The Association of State and Territorial Health Officials estimates that the country will need at least 100,000 for the job. According to NPR, the contact tracing workforce needs to increase by 180,000 until a vaccine is on the market. A former director of the Centers for Disease Control and Prevention has put the number of tracers required at 300,000. This workforce is necessary for the time-intensive work of finding out who those with COVID-19 have been in close contact with, finding those people, and then checking their health status.

So far, however, the number of contact tracers at work nationally is far below projected numbers and hiring remains slow. In late April, NPR surveyed all 50 states, Puerto Rico and the District of Columbia to ask them about their contact tracing workforce. That survey showed that states had, or planned to have, around 36,000 workers.

California Gov. Gavin Newsom has said he’d like to see 20,000 contact tracers trained and on the job in the state. New York state announced that it wants to hire 17,000. Virginia plans to hire about 1,000 such employees in the coming weeks. Right now, it has between 200 and 300 contact workers, according to Norm Oliver, Virginia’s public health commissioner ,which equates to between 2.3 and 3.5 per 100,000 people. The National Association of County and City Health Officials estimated last month that states need 30 contact tracers per 100,000 people during this pandemic, and half that in nonemergency situations. 
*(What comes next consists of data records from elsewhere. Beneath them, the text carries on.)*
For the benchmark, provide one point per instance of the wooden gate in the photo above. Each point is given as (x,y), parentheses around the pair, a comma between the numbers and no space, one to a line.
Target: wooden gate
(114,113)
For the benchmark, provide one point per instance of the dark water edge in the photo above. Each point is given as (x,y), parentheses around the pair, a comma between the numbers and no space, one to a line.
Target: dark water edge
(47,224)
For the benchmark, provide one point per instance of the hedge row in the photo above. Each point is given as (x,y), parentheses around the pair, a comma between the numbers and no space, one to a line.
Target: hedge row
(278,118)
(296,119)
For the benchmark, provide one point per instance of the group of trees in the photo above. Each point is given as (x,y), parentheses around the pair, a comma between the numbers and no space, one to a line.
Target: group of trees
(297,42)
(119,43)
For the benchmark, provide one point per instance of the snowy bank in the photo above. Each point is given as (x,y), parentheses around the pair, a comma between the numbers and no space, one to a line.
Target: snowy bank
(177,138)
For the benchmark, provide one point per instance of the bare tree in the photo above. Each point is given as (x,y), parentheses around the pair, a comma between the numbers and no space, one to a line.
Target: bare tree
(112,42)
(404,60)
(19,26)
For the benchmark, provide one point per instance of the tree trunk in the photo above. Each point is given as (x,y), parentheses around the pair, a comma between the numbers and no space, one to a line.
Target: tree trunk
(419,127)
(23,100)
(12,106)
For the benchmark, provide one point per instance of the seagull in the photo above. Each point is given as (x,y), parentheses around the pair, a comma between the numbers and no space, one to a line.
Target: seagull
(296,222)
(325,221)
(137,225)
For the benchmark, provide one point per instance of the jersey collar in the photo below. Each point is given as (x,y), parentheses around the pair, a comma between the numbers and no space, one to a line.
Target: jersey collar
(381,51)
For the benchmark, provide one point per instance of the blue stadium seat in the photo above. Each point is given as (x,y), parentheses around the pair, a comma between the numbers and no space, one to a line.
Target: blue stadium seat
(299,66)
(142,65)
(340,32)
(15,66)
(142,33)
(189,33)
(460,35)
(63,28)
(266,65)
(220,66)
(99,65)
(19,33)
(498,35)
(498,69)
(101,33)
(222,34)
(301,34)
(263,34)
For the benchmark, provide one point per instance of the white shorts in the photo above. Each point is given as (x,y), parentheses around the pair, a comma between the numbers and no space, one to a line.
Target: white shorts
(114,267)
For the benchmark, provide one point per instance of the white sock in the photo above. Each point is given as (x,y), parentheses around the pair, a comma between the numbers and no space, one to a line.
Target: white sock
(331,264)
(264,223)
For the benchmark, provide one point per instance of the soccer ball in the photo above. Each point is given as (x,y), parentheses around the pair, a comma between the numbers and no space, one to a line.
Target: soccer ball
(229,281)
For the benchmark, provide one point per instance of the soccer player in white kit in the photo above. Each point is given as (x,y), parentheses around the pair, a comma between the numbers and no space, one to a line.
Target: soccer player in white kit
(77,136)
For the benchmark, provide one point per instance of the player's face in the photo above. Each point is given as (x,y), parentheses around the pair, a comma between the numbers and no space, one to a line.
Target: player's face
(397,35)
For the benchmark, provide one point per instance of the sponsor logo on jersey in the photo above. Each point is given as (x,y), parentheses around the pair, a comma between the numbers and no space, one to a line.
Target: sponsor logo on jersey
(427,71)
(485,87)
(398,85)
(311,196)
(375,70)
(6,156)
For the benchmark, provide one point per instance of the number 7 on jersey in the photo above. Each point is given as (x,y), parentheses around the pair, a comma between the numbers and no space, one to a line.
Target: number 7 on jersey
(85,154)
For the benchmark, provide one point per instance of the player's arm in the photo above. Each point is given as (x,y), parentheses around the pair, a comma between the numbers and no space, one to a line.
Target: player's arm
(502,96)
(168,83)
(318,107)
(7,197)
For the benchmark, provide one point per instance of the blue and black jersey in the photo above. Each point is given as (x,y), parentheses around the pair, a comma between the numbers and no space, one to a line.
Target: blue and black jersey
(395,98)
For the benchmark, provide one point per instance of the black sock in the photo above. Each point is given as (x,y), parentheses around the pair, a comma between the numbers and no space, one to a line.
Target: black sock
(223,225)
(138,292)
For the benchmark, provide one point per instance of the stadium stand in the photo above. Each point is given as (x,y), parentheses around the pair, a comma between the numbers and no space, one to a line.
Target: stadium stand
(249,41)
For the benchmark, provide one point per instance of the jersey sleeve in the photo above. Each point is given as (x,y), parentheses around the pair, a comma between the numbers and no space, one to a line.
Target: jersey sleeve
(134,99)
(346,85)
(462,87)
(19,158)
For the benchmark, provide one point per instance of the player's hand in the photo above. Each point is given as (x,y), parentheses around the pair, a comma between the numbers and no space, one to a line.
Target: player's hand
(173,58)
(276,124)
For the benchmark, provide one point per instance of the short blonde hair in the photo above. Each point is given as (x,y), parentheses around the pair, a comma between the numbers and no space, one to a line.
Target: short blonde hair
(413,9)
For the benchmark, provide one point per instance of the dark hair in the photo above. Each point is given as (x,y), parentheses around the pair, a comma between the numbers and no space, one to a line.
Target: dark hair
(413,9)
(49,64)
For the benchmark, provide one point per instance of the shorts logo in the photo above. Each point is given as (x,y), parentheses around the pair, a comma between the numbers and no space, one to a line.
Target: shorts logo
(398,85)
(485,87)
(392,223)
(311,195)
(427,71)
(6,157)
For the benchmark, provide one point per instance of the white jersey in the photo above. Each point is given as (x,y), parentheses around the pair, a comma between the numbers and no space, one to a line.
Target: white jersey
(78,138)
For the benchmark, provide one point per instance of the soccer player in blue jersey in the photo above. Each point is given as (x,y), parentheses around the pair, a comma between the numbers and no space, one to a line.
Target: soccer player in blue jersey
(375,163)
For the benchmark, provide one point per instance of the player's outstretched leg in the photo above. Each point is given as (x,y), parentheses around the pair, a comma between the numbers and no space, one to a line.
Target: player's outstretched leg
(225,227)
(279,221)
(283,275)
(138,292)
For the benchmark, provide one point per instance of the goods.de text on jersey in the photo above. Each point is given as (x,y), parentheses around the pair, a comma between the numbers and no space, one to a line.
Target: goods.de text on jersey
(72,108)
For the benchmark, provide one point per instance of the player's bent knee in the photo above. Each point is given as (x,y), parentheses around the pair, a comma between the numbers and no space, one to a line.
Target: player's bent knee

Meanwhile, job seekers have noticed the uptick in openings. "The share of postings that mention terms like ‘contact tracer’ has surged to over 20 times its level at the beginning of the year,” says Nick Bunker, economic research director at the Indeed Hiring Lab. “The share of postings that mention terms like ‘contact tracer’ has surged to nearly 15 times its level at the beginning of February." 

"Until Feb. 7, there were no searches for contact tracing terms,” says Bunker. “But as of May 7, searches for those terms are at 124 searches per million, peaking at 135 per million on April 22." 

In Massachusetts roughly 9,000 people applied for 1,000 contact tracer positions in the first 24 hours, and the job pays the rate of a federal census worker, $20 to 25 an hour, according to ABC News. Currently, the state has approximately 2,000 tracers at work.

So far, The CDC has sent $631 million to state and local health departments to increase their capacity to do contact tracing and testing for the novel coronavirus — a fraction of what many officials say they need to safely restart their economies. A bipartisan group of public health officials has requested Congress to spend $12 billion for a contact tracing workforce.